I recalled the work of Gus Lloyd then, the former Seize the Day Sirius XM Catholic Channel host, who took call after call from those angered at Dodgers management. More importantly, I recall him * teaching * those callers who saw no issue or harm with what the Dodgers had allowed. Even now, I remember his poise, tone, charity, and nonpareil work at teaching seemingly non-believers the immutable moral truths of the Catholic faith.

So I turned on Sirius XM yesterday morning and listened to Lloyd’s morning replacement, host Katie McGrady, taking caller’s best April Fool’s Day pranks. No mention was made of Ivey by Katie. To my knowledge, no Catholic Channel host mentioned Ivey yesterday.

My words are not an attack on Katie. However, as one once trained and paid to write breaking stories for a major daily newspaper, I know what makes a compelling story. The intersection of faith, sports and the consequence of what the LGBT leviathan has dropped into Ivey’s life is a big Catholic story. No one, though, in Catholic media, or virtually no one, will touch it.

Why? Leadership in the the Roman Catholic Church has virtually blacklisted or verbally contracepted from the ambo the mention of the sin of active homosexuality, gay marriage, or anything else in which the LGBT machine has staked its claim. The straightjacketing of the Church’s once-powerful prophetic voice has helped to suffocate the voices of Catholic television, radio, and podcast hosts, who’ve gone virtually radio silent on every worldwide third-rail moral issue.

The grave misfortune is that clergy and media seem to have collaboratively forgotten what Gus Lloyd knew the summer of ‘23, when he opened up every phone line, hoping to teach someone who disagreed with the moral thought and mind of the Catholic Church. Gus used his platform then to entertain and to catechize—and on a good day, to lead a listener to perhaps want to become Catholic.

Yesterday, I spoke with a high-ranking member of Catholic media about the reluctance of Catholic media to address the Ivey story.

“It’s a shame that we shy away from these stories, but I do believe part of it is because our Church shepherds have retreated from the dangerous fields where shepherds must unbendingly stand and protect,” he said. “They are a far cry from St. John Paul’s encouragement to call evil by its name. If they are unwilling to die to themselves, then, really, bishops might want to consider laying down their croziers and permitting the Holy Spirit to raise up laity unafraid to address society and its ills, good-hearted people willing to speak aloud to help sustain and protect the Church.” 

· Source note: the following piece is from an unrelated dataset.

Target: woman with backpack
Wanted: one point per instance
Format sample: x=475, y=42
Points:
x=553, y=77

Another member of the Catholic media said this: “Above all else, stories like Ivey’s offer great opportunities to teach others about Truth; it has nothing to do with judgment on gay marriage or Pride Month, et cetera. It is proclaiming, charitably, what the Catholic Church teaches,” he said. “When cowardice and lack of conviction prevent hosts from speaking on stories like Ivey’s, they’ve simply decided to drop the ball. They’ve allowed fear of the world to prevent sharing the Gospel.” 

The centurion saw it on the Cross, and converted on the spot. He knew what the cost of saving demanded—and when he turned his eyes to Mary and John; he saw that they were enveloped in peace after enduring until the end of the line. 

The centurion knew then that half-measures do not redeem and save. Cowardice never works, as ten of the apostles soon came to realize.

Silence cannot, nor ever will, quench Jesus’s long thirst.